Op het graf van Sybrant Roorda dat in de kerk van Spannum ligt staat in zijn epigram: Nadat hij, na op verschillende plekken uitgevoerde werken in oorlog en vrede, het vaderland vaak verlost had met bevolen hulp… Hieruit blijkt al dat Sybrant een raadsman was en veel voor de vrede in Friesland heeft betekend. Het is daarom ook niet vreemd dat hij in 1521 met Keimpo van Martena door de Staten van Friesland wordt uitgezonden naar de Rijksdag te Worms. Dit was een speciale Rijksdag die door Keizer Karel de V, de heerser over Friesland en het grootste deel van Europa, belegd was om bestuurszaken te bespreken. Karel de V wilde nog meer bereiken. Hij vond dat iedereen in zijn rijk katholiek moest zijn. De kerkhervormer Maarten Luther moest komen uitleggen wat hij wilde bereiken met zijn boeken en de stellingen, die hij op de deur had gespijkerd in Wittenberg. Maarten vertrouwde het niet maar Karel de V beloofde hem vrije aftocht.

Sybrant en Keimpo waren erbij toen Karel de V het Edict van Worms uitvaardigde, waarin Luther werd verbannen en vogelvrij werd verklaard.
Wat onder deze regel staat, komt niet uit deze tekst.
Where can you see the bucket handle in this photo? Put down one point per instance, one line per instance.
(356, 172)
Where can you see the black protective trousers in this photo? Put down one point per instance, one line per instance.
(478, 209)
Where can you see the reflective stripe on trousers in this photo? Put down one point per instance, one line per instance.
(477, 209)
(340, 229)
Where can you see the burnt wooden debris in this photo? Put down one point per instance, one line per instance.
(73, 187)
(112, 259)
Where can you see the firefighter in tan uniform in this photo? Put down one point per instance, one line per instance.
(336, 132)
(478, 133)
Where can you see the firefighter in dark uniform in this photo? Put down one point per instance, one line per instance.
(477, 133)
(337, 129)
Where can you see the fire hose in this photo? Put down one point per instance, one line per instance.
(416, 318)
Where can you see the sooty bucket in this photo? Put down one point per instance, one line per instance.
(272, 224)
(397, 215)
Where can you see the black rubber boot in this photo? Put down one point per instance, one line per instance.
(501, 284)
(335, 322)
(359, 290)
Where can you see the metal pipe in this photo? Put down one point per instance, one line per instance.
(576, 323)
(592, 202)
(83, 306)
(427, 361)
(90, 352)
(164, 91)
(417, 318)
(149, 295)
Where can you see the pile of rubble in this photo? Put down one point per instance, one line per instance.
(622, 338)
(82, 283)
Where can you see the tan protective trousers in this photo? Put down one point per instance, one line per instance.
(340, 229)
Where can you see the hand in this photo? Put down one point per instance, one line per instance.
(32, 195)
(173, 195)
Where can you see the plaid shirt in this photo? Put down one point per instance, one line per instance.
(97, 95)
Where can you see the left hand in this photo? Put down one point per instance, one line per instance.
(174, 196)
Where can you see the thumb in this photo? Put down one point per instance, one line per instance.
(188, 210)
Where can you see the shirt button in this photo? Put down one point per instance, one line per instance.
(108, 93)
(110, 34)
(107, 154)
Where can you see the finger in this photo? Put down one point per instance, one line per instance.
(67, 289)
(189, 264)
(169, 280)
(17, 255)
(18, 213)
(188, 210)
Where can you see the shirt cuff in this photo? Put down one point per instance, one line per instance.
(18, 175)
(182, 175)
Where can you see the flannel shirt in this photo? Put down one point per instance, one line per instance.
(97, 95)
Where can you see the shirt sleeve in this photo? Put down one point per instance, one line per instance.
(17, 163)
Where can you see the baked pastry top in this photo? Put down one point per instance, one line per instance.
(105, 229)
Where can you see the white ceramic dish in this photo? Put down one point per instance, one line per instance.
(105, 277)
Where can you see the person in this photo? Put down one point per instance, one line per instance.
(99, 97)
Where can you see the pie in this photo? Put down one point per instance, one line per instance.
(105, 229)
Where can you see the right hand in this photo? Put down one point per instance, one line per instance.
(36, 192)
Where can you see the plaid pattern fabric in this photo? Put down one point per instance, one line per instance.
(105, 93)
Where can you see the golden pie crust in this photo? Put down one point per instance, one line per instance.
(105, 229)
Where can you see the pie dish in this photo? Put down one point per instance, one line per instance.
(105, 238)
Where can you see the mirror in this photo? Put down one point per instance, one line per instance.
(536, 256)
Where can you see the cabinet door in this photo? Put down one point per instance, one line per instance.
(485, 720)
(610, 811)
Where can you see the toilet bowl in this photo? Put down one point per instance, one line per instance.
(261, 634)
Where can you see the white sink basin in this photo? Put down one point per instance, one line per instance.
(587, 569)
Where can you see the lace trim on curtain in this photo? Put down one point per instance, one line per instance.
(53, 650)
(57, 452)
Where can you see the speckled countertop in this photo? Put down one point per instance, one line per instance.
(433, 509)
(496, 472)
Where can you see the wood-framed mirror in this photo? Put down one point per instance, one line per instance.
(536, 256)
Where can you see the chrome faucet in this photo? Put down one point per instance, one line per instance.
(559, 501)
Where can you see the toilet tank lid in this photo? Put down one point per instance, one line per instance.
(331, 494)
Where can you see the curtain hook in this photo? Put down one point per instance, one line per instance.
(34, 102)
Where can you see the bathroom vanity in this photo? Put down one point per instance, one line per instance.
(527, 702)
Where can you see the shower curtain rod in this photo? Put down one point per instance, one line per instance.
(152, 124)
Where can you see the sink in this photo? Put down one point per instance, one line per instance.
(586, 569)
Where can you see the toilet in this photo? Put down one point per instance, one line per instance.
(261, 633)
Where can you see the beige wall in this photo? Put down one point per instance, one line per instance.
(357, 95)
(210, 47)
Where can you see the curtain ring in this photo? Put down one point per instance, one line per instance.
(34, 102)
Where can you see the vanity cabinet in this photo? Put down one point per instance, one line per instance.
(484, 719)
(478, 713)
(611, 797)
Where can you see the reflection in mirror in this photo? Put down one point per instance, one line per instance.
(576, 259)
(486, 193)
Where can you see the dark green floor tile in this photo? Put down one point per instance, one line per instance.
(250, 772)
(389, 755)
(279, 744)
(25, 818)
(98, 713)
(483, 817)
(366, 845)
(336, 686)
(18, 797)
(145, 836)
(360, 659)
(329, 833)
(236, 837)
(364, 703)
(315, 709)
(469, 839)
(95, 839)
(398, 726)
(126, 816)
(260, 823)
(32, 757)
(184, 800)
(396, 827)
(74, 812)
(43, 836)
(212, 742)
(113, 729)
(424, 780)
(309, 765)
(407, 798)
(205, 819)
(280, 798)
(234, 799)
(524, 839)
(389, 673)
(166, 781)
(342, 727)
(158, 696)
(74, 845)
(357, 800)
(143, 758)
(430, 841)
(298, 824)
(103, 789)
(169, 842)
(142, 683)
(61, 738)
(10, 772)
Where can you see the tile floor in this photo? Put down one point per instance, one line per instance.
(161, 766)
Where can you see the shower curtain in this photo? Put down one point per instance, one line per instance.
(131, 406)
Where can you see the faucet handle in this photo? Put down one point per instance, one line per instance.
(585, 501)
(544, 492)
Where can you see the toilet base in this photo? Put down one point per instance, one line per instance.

Gelukkig kreeg Maarten Luther hulp van een keurvorst en dook hij onder op zijn kasteel. Op dat kasteel heeft hij later de Bijbel vertaald in het Duits, zodat iedereen de Bijbel zelf kon lezen. Sybrant en Keimpo ging redelijk tevreden terug naar Spannum. Niet al hun wensen waren vervuld, maar de geroofde eigendommen kwamen rond 1524 terug bij de oorspronkelijke eigenaren.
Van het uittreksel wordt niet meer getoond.